From 5994573b3fde49b7d64bb00e323a92104f5769f5 Mon Sep 17 00:00:00 2001
From: foreman
Date: Tue, 19 Dec 2017 13:29:53 -0500
Subject: [PATCH] P4 to Git Change 1496286 by gandryey@gera-w8 on 2017/12/19
13:24:13
SWDEV-140401 - [CQE OCL][PAL][Vega10] Observed ~ 80 % performance drop while running GE_HealthCare - PenalityTest
- Port the logic to consider cache line size for the local workgroup detection.
Affected files ...
... //depot/stg/opencl/drivers/opencl/runtime/device/pal/palkernel.cpp#41 edit
---
rocclr/runtime/device/pal/palkernel.cpp | 37 +++++++++++++++++++------
1 file changed, 28 insertions(+), 9 deletions(-)

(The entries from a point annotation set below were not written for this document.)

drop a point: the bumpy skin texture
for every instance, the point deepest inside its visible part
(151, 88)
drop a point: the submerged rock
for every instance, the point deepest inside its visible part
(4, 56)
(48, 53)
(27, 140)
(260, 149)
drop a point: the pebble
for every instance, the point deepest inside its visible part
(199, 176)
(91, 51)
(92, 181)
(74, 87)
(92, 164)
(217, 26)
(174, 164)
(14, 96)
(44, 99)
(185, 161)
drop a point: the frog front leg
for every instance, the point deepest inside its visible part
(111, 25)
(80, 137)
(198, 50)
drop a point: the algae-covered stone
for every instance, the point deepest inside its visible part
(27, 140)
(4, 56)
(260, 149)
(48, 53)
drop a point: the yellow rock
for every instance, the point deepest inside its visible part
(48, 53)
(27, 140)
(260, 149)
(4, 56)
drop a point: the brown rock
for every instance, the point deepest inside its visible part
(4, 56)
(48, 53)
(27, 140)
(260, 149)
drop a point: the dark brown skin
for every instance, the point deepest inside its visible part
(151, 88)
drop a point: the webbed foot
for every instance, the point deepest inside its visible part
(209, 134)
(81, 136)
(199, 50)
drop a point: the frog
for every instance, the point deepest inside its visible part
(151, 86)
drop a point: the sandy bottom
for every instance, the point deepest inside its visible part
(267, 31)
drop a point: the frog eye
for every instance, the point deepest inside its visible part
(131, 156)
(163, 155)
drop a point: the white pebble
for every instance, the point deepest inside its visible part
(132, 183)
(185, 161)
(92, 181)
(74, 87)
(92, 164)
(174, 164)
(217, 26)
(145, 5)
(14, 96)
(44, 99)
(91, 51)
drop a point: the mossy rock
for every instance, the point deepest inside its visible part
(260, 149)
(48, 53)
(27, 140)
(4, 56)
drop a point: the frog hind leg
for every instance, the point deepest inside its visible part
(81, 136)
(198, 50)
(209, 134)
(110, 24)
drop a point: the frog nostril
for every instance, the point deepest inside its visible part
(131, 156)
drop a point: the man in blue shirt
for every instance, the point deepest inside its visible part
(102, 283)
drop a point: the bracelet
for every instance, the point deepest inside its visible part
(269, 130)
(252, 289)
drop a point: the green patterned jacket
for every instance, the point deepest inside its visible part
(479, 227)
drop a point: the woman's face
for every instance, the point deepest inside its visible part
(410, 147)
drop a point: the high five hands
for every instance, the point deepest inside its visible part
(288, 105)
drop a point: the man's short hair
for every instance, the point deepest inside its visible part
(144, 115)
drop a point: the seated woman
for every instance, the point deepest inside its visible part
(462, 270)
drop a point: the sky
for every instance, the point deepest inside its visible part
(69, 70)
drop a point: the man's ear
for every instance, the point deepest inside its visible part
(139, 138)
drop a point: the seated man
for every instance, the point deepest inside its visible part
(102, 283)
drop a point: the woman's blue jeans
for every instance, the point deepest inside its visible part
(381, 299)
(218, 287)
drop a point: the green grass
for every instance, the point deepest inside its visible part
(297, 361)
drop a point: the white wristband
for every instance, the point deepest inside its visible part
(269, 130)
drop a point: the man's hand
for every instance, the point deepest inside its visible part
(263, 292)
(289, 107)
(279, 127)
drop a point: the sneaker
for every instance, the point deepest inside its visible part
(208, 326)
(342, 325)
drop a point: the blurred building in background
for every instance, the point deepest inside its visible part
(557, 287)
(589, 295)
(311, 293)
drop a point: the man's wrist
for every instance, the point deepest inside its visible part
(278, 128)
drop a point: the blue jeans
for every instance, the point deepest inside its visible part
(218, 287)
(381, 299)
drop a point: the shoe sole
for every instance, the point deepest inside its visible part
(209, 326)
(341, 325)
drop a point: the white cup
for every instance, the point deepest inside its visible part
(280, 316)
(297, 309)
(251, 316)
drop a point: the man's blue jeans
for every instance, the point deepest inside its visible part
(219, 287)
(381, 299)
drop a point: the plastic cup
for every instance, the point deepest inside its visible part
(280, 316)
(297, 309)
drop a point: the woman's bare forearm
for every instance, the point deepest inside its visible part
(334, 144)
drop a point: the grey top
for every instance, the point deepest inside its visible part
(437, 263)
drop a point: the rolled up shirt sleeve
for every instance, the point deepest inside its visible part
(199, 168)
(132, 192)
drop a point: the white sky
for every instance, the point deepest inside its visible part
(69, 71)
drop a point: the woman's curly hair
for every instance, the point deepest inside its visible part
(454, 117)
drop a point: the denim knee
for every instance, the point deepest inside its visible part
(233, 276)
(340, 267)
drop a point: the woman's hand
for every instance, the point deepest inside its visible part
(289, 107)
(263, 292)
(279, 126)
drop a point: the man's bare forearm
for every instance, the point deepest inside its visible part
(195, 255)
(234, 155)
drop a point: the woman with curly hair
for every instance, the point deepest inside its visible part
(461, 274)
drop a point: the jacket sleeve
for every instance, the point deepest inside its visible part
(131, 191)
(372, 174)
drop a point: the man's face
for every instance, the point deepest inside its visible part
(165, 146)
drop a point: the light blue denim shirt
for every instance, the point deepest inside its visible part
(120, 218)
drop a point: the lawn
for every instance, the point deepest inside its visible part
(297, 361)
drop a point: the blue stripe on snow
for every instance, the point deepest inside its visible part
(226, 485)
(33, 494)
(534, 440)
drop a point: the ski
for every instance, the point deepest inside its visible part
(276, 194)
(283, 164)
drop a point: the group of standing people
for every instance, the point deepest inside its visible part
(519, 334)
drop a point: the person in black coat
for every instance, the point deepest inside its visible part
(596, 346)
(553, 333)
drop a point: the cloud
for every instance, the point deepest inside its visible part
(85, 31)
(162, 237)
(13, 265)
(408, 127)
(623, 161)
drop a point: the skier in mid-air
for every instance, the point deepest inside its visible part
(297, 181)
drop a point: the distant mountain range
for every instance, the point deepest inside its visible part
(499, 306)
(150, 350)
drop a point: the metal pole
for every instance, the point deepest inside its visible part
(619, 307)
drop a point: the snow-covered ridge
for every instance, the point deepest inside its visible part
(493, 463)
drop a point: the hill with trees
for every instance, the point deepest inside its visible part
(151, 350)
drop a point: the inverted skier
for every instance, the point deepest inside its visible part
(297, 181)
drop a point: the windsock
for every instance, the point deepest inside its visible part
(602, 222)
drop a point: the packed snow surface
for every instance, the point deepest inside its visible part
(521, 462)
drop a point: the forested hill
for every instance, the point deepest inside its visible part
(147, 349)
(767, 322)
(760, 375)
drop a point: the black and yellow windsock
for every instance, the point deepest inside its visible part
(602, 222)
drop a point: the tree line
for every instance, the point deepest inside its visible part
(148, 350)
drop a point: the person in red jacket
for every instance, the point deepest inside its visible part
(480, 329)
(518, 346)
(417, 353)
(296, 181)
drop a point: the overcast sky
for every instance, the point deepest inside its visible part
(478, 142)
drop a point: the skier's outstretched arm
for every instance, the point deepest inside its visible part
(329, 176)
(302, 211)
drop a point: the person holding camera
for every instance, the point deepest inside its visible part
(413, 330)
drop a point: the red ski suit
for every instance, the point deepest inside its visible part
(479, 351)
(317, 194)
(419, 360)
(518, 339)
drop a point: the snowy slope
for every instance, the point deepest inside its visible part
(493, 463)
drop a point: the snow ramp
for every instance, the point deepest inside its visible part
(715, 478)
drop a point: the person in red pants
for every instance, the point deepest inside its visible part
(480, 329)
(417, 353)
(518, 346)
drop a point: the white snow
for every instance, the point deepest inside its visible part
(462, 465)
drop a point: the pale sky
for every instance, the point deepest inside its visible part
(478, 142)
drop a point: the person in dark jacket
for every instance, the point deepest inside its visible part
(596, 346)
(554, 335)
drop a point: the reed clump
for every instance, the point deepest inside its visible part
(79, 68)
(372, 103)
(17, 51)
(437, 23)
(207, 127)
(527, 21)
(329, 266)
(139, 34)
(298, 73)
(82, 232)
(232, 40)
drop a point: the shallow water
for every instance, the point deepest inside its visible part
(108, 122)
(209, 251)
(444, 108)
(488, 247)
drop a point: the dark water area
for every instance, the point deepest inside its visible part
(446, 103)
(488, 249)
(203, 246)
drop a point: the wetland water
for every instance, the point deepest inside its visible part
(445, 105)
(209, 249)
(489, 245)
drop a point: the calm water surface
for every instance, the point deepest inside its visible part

diff --git a/rocclr/runtime/device/pal/palkernel.cpp b/rocclr/runtime/device/pal/palkernel.cpp
index 3fbb6c0b9b..cc081d7db2 100644
--- a/rocclr/runtime/device/pal/palkernel.cpp
+++ b/rocclr/runtime/device/pal/palkernel.cpp
@@ -813,10 +813,15 @@ void HSAILKernel::findLocalWorkSize(size_t workDim, const amd::NDRange& gblWorkS
tmp /= div;
}
+ // Assuming DWORD access
+ const uint cacheLineMatch = dev().settings().cacheLineSize_ >> 2;
+
// Check if partial dispatch is enabled and
if (dev().settings().partialDispatch_ &&
- // we couldn't find optimal workload
- (lclWorkSize.product() % workGroupInfo()->wavefrontSize_) != 0) {
+ // we couldn't find optimal workload
+ (((lclWorkSize.product() % workGroupInfo()->wavefrontSize_) != 0) ||
+ // or size is too small for the cache line
+ (lclWorkSize[0] < cacheLineMatch))) {
size_t maxSize = 0;
size_t maxDim = 0;
for (uint d = 0; d < workDim; ++d) {
@@ -825,14 +830,28 @@ void HSAILKernel::findLocalWorkSize(size_t workDim, const amd::NDRange& gblWorkS
maxDim = d;
}
}
- // Check if a local workgroup has the most optimal size
- if (thrPerGrp > maxSize) {
- thrPerGrp = maxSize;
+ // Use X dimension as high priority. Runtime will assume that
+ // X dimension is more important for the address calculation
+ if ((maxDim != 0) && (gblWorkSize[0] >= (cacheLineMatch / 2))) {
+ lclWorkSize[0] = cacheLineMatch;
+ thrPerGrp /= cacheLineMatch;
+ lclWorkSize[maxDim] = thrPerGrp;
+ for (uint d = 1; d < workDim; ++d) {
+ if (d != maxDim) {
+ lclWorkSize[d] = 1;
+ }
+ }
}
- lclWorkSize[maxDim] = thrPerGrp;
- for (uint d = 0; d < workDim; ++d) {
- if (d != maxDim) {
- lclWorkSize[d] = 1;
+ else {
+ // Check if a local workgroup has the most optimal size
+ if (thrPerGrp > maxSize) {
+ thrPerGrp = maxSize;
+ }
+ lclWorkSize[maxDim] = thrPerGrp;
+ for (uint d = 0; d < workDim; ++d) {
+ if (d != maxDim) {
+ lclWorkSize[d] = 1;
+ }
}
}
}